Synthetic fraudsters can’t fake it anymore

No one embraces the aphorism “fake it till you make it” more than a synthetic fraudster.

This burgeoning variety of bad actor combines stolen info, such as a phone number and address, with fake info to create an entirely new (and bogus) identity.

A recent study from Aite-Novarica Group predicted that synthetic identity fraud will jump from $1.8B in 2021 to $2.42B by 2023. It also surveyed a group of top fraud executives who pegged “synthetic identities resulting from application fraud” as one of their most worrisome threats. And, as if the alarm bells weren’t already loud enough, the Federal Reserve put out a video in February to raise awareness about synthetic identity fraud.

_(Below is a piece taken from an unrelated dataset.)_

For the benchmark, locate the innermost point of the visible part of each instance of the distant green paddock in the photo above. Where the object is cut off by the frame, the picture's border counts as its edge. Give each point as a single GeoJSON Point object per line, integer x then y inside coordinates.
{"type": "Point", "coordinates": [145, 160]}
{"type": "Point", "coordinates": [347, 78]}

Let’s take a closer look at the synthetic fraud landscape thus far in 2022. Then, we’ll show you how Deduce is outflanking the fakers.

Chasing ghosts

Our initial primer on synthetic identity fraud in February cited experts who foresaw an uptick in synthetic attacks in 2022. Three months in, it seems these experts lived up to their reputation as synthetic identities continue to negatively impact myriad industries and the consumer victims it leaves in shambles.

In 2020, financial institutions suffered $20 billion in losses due to synthetic identity fraud. The use cases keep piling up: suspicious auto loan applications (260% increase); Buy Now, Pay Later fraud (66% increase from 2020 to 2021); and synthetic refund fraud, to name a few.

Financial harm to businesses isn’t the only concern. Profits from synthetic identity fraud are also linked to terrorism and human trafficking. Parents even have to protect the financial futures of their young children who may not realize their identity was stolen until after applying for a credit card as an adult. Hacked school databases and social media accounts led to 1.25 million stolen child identities in 2020.

The most frustrating element of synthetic identity fraud for consumers, businesses, and law enforcement is the elusiveness of the perpetrator. Pinpointing the real human behind a “Frankenstein identity” is like chasing a ghost. A mishmash of, say, a random person’s address, another individual’s stolen social security number, and a made-up name, is more than enough to throw investigator’s off the scent. Complicating matters is the patience of synthetic fraudsters who often prefer playing the long game by taking out smaller loans, paying bills on time, and otherwise keeping a low profile

Fraud prevention solutions are tasked with a different set of challenges, namely: how do you stop a synthetic fraudster early, before an attack can take place, and is that even possible?

You can’t fake it

Preemptively stopping synthetic fraudsters in their tracks is indeed possible—if the largest real-time identity graph in the US is at your disposal.

Deduce’s Identity Network is just that. We’re a relatively young company, but our data is clever beyond its years, powered by more than 450 million anonymized US user profiles (many US residents have more than one email) and 1.4 billion daily activities. 

Think of Deduce as the wise old owl who’s seen every fraudster scheme in the book. Our vast database of user profiles and activity successfully prevents synthetic identity fraud for one key reason: it’s too expensive for synthetic fraudsters to fake us out. The amount of websites, diversity of activity, and length of time needed to circumvent our defenses—all using the same device and identity—would be too costly. (Fraudsters are a thrifty bunch.)

Given the patience of synthetic fraudsters and their efforts to legitimize fake identities by opening bank accounts, paying utility bills, etc., the static data traditionally used to prevent breaches isn’t sufficient. Real-time user activity, on the contrary, gives the Deduce intelligence layer the upper hand no matter how many real and fake details they’ve cobbled together.

And, because the Deduce Identity Network offers both risk and trust signals, you’ll combat synthetic bad actors while making sure legitimate users aren’t mistaken as false positives.